Daily market commentary: The trend for oil has changed again


The forex market is hesitating between maintaining the risk-on stance that prevailed from late May and into the start of June, or fully embracing the more cautious approach that crept in at the end of last week. The euro lost more than 1% to the dollar during Thursday and Friday, as a resurgence of new infections in previously cleared regions caused investors to start worrying about the possibility of a second wave of the pandemic. The euro is specially exposed to a potential loss of investors’ faith in a quick economic recovery, with the currency associated with risk. The next few sessions are likely to clarify which state of mind prevails in the markets; optimism is likely to support the single currency, while renewed pessimism could take it back to the lows of mid-March.

EURUSD chart

Ricardo Evangelista – Senior Analyst, ActivTrades


After weeks of gains, the trend for oil has changed again.

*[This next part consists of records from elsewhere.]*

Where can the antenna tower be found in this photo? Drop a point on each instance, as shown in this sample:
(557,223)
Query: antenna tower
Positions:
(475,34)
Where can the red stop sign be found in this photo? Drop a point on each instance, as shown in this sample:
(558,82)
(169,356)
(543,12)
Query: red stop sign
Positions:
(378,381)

From a fundamental point of view, we haven’t seen huge changes, as there is no big news. The reality is that in this phase, markets are moving on emotions and gut-feel rather than rationality. This is generating disproportionate and impulsive movements, in both directions, illustrated by oil’s rally from $0 to $40 and subsequent fall of around 15% seen in the last few days. The rally was supported by generous expectations for a V-recovery of economies while the recent correction (which was also seen on stocks) is a normalization after the panic buying. Technically, WTI futures are back to the levels seen in March when OPEC failed to agree on a deal. It will be interesting to see if this zone can support price in the next few days to generate a rebound or at least avoid a further decline as this would denote that we have found a new equilibrium for the price of WTI between $34-$35.

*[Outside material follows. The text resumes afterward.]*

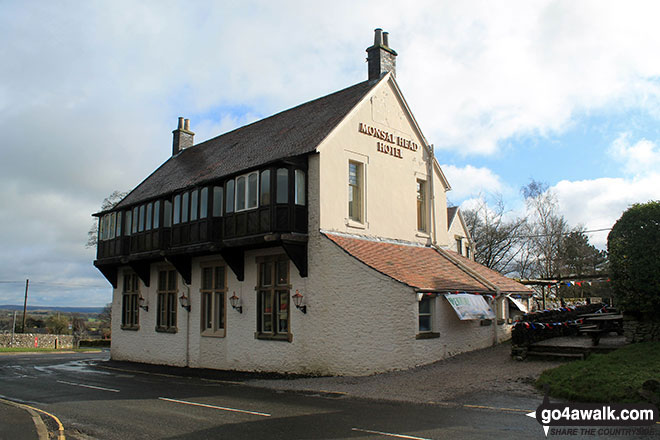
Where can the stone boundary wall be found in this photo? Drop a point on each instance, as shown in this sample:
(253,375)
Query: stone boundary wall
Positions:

Carlo Alberto De Casa – Chief analyst, ActivTrades

daily market analysis


European stocks drifted lower at the opening on Monday, extending losses registered earlier this morning by Asian benchmarks, as the appetite for risk assets decreases. This risk-off mood, initially triggered last Thursday by fears of a second virus wave, has been confirmed over the weekend after a rise in the number of new COVID-19 cases were spotted in many different areas such as Japan, Beijing and the US (20 states). In addition, macro data added to this global disappointment this morning after Chinese retail sales continued to drop and the industrial production came in below expectation. Even if higher volatility may come from multiple monetary policy meetings this week (BoE, BoJ and Swiss National Bank), the risk-off tone will prevail as more and more investors view the economic recovery to be longer than previously expected. Meanwhile bonds, precious metals and other safer havens are likely to be used as diversification tools this week as traders try to hedge their portfolio against these rising downside risks on stocks.

Technically speaking, the Stoxx-50 Index is now trading inside the lower part of its bullish canal, slightly above the strong 2,850-3,050pts support zone, which is the last remaining support before the bullish trend would become invalidated.